Zinc ions directly inhibit the RNA-copying enzyme that coronaviruses and related viruses use to replicate. In lab studies, zinc blocked the initiation of viral RNA synthesis in one coronavirus and reduced the template-binding ability of the SARS-CoV polymerase by three to four fold. The problem is that zinc doesn’t easily cross cell membranes on its own. Compounds called ionophores ferry zinc into cells, and quercetin functions as a natural zinc ionophore. In cell culture, the combination of a zinc ionophore with zinc reduced coronavirus replication by 85 to 98 percent.
This pairing, quercetin plus zinc, is the basis for many of the “immune support” supplement stacks that became popular during the pandemic. The cell culture data is compelling, but translating those concentrations to oral supplementation in humans remains an open question.
Oregano Oil: Narrow but Notable
Carvacrol, the primary active compound in oregano oil, works differently from most natural antivirals. Rather than targeting a viral protein, it strips cholesterol from viral membranes. This matters because certain viruses, particularly HIV, depend on cholesterol-rich membrane regions to fuse with and enter target cells. When carvacrol depletes that cholesterol, the virus can’t get in. Researchers confirmed this by adding cholesterol back to treated viruses, which rescued their ability to infect cells.
The trade-off is that carvacrol’s antiviral effect is narrow. It specifically inhibited HIV and related lentiviruses regardless of which cell receptor they used, but it showed no activity against hepatitis C, Zika, adenovirus, or H1N1 influenza. If you’re interested in oregano oil for general antiviral protection, the evidence doesn’t support broad-spectrum use.
Why Lab Potency Doesn’t Equal Real-World Strength
A 2025 review cataloging dozens of plant-derived antivirals illustrates both the promise and the problem. Some compounds show extraordinary potency in lab dishes. A flavonoid from white mulberry bark inhibited SARS-CoV-2 at just 0.019 micrograms per milliliter. Extracts from certain South American plants blocked dengue at 0.11 micrograms per milliliter. These numbers rival or beat pharmaceutical antivirals in raw inhibitory concentration.

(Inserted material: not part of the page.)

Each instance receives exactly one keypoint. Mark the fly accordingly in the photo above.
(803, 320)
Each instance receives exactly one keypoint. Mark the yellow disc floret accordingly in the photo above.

But as that same review noted, a major limitation in this field is the absence of standardized methods for extracting, preparing, and testing these compounds. Lab concentrations often can’t be achieved in human tissue through oral supplements. Compounds may break down in digestion, get metabolized by the liver before reaching target tissues, or require doses that cause side effects. The gap between a promising lab result and a proven treatment remains wide for nearly every natural antiviral.
What you can reasonably take away: EGCG, glycyrrhizin, elderberry flavonoids, allicin, and quercetin (especially paired with zinc) represent the best-studied natural antivirals, each with plausible mechanisms and real lab data behind them. Glycyrrhizin and EGCG have the broadest activity across virus families. Elderberry has the strongest tradition of human use against flu specifically. None of them are replacements for proven medical treatments in serious infections, but they’re far from folk remedies with no scientific basis.